Recently I was working on a text data-mining task at work. For context, the client had been keeping an unstructured and unmastered record of around 3 million contacts including customers, leads, contacts, etc. To make matters worse they were adding some 5000+ entries to this list per day. Whilst they are in the process of investing in a master data management solution, this is not going to be implemented for some time and will do little to resolve the 20 year backlog of noisy data and that is critical for continued business operation.
Ok so this isn’t my first rodeo. Let’s face it messy data is everywhere in business. Most people working as data engineers, analysts, scientists and machine learners are likely familiar with this problem and fortunately there is an arsenal of tools at our disposal. Including: text manipulation and standardisation e.g. cleanco, regex; clustering “post on clustering”; and machine learning techniques entity resolution, record linkage and deduplication. I need to write a post on those duke, dedupe, zentity.
For my scenario I needed a solution that could: i) create a unique identifier of each record, and ii) be used to efficiently indicate whether or not any new records were duplicates of existing ones. Cue a hash function.
So what is a hash function?
“A hash function is a deterministic function that maps inputs of arbitrary sizes to outputs of a fixed size.” Wiki
Some important properties of Hash functions are:
- They are quick to compute.
- They are deterministic, i.e. they are non-random and repeatable.
- Even if the inputs are similar such as “ABC” and “ACB”, the outputs should be uncorrelated.
- It is practically infeasible to predict the output of a hash function, or to reverse a hash value to its original value.
- They can map an infinite number of inputs, and of any length, to outputs of fixed length.
- Therefore a hash function generates a finite number of outputs. Longer hash functions having more possible outputs.
What are they used for?
Common hash function applications include cryptography and creating hash-tables for indexing and searching data.
For instance, when performing a query on a database for the string “Apple Computer”, a hash may be used to create a hash-table that can be used to quickly indicate the records that contain the substring “A” or “Apple” or “Computer”. Boolean operations are computationally cheap and therefore hash-tables greatly reduce the search space to a subset list of candidate records. Avoiding the need to evaluate every single record in the database. A hash-table is simply a table of boolean values (True or False) for wether or not a string contains a substring or not - or rather the hash of the string or substring.
In cryptography, a hash function may be used to convert a bank account holders raw password (e.g. “Mittens1998”) to a hash value. The banks website and mobile applications each use the same hash function and therefore the bank only needs to keep a record of the password’s hash value, never revealing the users password to anyone not even the bank. The login system applies the same hash function to every password entered and so even if someone were to leak the hashed values of the user passwords, these would be converted to another hash value if they were used to login.

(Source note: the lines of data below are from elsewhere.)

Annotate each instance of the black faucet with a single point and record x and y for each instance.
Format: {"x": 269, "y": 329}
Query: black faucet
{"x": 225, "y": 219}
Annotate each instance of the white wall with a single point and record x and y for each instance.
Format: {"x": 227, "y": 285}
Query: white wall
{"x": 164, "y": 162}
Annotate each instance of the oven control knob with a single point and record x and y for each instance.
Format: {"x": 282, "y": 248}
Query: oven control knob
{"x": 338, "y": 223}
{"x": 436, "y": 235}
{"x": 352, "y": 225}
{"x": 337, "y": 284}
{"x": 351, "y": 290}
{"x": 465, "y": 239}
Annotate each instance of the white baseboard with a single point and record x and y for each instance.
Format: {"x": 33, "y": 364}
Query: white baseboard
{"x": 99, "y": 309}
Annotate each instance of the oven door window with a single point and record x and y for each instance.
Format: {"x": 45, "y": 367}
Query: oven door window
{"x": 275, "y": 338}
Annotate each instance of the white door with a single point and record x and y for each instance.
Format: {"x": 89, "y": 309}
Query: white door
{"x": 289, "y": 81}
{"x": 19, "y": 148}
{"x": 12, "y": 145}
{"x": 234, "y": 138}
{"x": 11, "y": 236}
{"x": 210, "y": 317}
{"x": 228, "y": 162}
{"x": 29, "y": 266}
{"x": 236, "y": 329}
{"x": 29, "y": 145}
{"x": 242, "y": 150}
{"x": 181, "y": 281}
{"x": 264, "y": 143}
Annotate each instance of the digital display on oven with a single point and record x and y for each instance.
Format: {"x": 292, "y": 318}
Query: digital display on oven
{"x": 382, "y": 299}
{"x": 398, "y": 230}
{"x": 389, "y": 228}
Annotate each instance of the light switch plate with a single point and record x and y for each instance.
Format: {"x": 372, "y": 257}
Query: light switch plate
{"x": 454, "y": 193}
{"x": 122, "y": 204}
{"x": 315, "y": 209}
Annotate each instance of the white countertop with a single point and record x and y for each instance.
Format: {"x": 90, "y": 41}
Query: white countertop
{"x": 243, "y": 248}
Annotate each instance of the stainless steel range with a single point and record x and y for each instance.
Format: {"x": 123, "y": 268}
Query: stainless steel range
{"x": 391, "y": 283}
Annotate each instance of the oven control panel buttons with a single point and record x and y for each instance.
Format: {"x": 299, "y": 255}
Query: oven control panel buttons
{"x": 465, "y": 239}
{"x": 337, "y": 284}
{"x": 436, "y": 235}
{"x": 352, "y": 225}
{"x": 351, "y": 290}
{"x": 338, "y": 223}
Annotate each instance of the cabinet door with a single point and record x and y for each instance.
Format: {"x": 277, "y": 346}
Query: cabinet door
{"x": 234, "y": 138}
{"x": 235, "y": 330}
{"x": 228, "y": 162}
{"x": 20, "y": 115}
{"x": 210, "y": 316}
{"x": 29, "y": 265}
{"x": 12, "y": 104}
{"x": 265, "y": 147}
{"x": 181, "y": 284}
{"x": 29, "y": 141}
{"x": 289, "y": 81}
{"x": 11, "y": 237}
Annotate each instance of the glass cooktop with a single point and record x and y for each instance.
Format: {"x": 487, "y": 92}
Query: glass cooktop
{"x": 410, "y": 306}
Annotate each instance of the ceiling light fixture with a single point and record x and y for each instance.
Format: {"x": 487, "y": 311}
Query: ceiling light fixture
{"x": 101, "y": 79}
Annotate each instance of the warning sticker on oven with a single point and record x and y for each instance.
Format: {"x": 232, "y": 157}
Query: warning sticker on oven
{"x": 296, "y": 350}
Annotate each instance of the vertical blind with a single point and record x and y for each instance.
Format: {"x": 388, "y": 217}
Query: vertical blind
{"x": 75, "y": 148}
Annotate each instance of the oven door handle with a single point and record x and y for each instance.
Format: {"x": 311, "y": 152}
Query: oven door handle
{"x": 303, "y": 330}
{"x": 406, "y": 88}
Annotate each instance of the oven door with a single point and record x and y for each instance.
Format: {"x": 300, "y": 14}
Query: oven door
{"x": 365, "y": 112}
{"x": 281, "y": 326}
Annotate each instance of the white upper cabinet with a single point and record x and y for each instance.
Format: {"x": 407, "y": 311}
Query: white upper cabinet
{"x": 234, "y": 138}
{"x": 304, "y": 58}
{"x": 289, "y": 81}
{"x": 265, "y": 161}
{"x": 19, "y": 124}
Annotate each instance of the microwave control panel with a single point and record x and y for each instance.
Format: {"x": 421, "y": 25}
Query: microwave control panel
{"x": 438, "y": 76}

Subsequently the Hash functions that are generally suitable for application to information retrieval, text mining and data indexing are quite different cryptographic hash functions.
So let’s begin.
As above we’ll use the sha-1 hash function.
- sha-1 hash values are 160 binary bits in length.
- The hash values are typically written as a 40 digit hexadecimal string.
- A single hexadecimal character can only represent 16 different values 0-9 and A-F. E.g. the hex digits “0F” represents two sets of 4 binary bits “0000 1111”.
- Therefore there are a total $16^{40} = 2^{160}$ sha-1 hash values in existence. Or
“one quindecillion, four hundred sixty-one quattuordecillion, five hundred one tredecillion, six hundred thirty-seven duodecillion, three hundred thirty undecillion, nine hundred two decillion, nine hundred eighteen nonillion, two hundred three octillion, six hundred eighty-four septillion, eight hundred thirty-two sextillion, seven hundred sixteen quintillion, two hundred eighty-three quadrillion, nineteen trillion, six hundred fifty-five billion, nine hundred thirty-two million, five hundred forty-two thousand, nine hundred seventy-six”rbn
Thats a lot! Surely we would never find a duplicate? Would we? More on that in a minute so lets also wrap the hash into a function that allows us to slice the hash to a given length.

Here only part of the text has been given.